Carbon Plaza Mall
- Location: Lehighton, Mahoning Township, Carbon County, Pennsylvania, U.S.
- Address: 1241 Blakeslee Blvd E
- Opening date: 1972
- Owner: Larken Associates
- Stores and services: 20+
- Anchor tenants: 3
- Floor area: 210,000 square feet (20,000 m^{2})
- Public transit: CT bus: 701, 702

= Carbon Plaza Mall =

Carbon Plaza Mall is an indoor and outdoor shopping mall on the south side of Route 443 in Mahoning Township, Carbon County, Pennsylvania, just outside Lehighton. It is anchored by a Giant Supermarket, a Big Lots, and a Marshalls. Other major stores include Dollar Tree, Rent-A-Center, and a Shoe Show Shoe Dept. There are several fast food outlets in the parking lot.

==History ==
Bright’s Department Store moved to the mall in 1976, and the store was later sold to Laneco in 1983. The store was remodeled in 1993. Mahoning Valley Cinema opened in December 1995, using part of the space previously occupied by Bright's Department Store. Big Lots opened at the mall in 1997. Carbon Dack Associates purchased the mall in January 1998. Medical services include OAA Orthopaedic Specialists and Blue Mountain Health System, which opened a cardiac care unit at the mall in April 2010. On December 9, 2011 Blue Mountain Health System closed its Health Works fitness center.

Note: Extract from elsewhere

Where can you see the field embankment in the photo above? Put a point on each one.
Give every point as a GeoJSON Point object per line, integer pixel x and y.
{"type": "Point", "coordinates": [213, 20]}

In late April 2020, Mahoning Valley Cinemas made the decision not to reopen due to the COVID-19 pandemic. FunTime Cinemas, after some renovations, announced they would reopen the former Mahoning Valley Cinemas in early 2021. Carbon Plaza Mall was sold to Larken Associates for $18 million in November 2021. Mahoning Valley 8 theaters closed in September 2023 at the request of the landlord and was replaced by Marshalls in 2024.